Even then, I couldn’t quite believe it. This wasn’t supposed to happen to people like me.
But freelance journalist Rae Gomes, co-editor of The Nation's "Ten Things" column, wrote a piece in response that's also worth a look. Honest and true. Here's an excerpt from "This Is What Happened When I Took the MTA Bus to Pick Up Food Stamps" in The American Prospect:
It took me four months, but my version of a Mercedes—resourcefulness, education and networking—got me out of the welfare office. But here’s where the personal stops being the universally-applicable political. Both Cunha and I are exceptions to a history and a system designed for entrapment and failure. The trouble with applying her story—or even mine—writ large to an entire diverse group of women is more insidiously judgmental than her conclusion about value judgment would allow. You see, she felt judged when she showed up at a food stamp facility in her fancy car, and seems to equate that with the reproach that is visited upon those who live lives of seemingly intractable poverty, including poor black women.

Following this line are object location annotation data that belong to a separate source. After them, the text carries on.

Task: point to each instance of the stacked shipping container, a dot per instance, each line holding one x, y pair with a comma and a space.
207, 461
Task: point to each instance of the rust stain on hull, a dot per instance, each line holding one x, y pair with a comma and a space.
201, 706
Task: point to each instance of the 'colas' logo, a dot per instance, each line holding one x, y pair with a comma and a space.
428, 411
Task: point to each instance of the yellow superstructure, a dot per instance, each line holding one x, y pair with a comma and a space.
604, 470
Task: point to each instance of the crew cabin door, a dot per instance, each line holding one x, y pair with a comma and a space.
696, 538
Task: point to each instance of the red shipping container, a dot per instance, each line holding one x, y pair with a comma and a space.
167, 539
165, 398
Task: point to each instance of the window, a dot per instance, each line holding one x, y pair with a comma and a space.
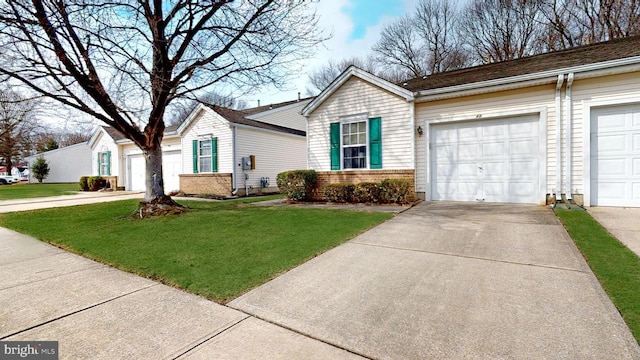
356, 143
205, 156
104, 163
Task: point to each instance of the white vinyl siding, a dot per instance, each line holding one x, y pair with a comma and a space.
274, 153
204, 126
356, 96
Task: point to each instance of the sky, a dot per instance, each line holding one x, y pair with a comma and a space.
355, 25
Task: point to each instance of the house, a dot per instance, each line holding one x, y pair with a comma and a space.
66, 164
228, 151
561, 125
118, 158
204, 153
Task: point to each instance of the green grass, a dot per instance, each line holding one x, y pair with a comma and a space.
616, 267
24, 191
217, 250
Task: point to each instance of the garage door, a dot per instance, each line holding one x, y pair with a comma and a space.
171, 162
493, 161
136, 169
615, 156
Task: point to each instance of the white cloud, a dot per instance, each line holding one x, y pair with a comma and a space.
332, 19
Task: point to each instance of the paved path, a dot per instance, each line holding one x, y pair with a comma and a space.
452, 281
440, 280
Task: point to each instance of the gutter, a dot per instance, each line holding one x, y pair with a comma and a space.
558, 189
613, 67
568, 142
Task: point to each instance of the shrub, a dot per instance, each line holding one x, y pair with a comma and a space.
40, 169
397, 191
96, 183
366, 192
84, 183
340, 193
297, 184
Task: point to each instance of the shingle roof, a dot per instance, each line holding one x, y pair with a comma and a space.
582, 55
238, 117
259, 109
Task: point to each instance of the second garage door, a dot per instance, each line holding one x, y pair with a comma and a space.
493, 161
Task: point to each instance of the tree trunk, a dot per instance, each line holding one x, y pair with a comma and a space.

The “new poor,” by which she meant people like herself, she explained in the video accompanying the article, should be immune from the judgment of those “who never had anything.” While she makes attempts to reconcile her experience with a one-size-fits-all lesson of “just don’t judge anyone,” she ignores the decades of a campaign aimed at shaping the way we see welfare and food stamp recipients, especially those who are black. Workers in the welfare offices, policy makers, and the general public have all absorbed the message.
The mythic vision of a black woman driving her Cadillac to the welfare office is a powerful piece of American lore and has a much different connotation than Cunha in her Mercedes. While Cunha and her status symbol may have drawn some sidelong glances, she was never accused of gaming the system, or of using government funds for material wealth. Her fancy car came from a past life of relative luxury, and she looked the part.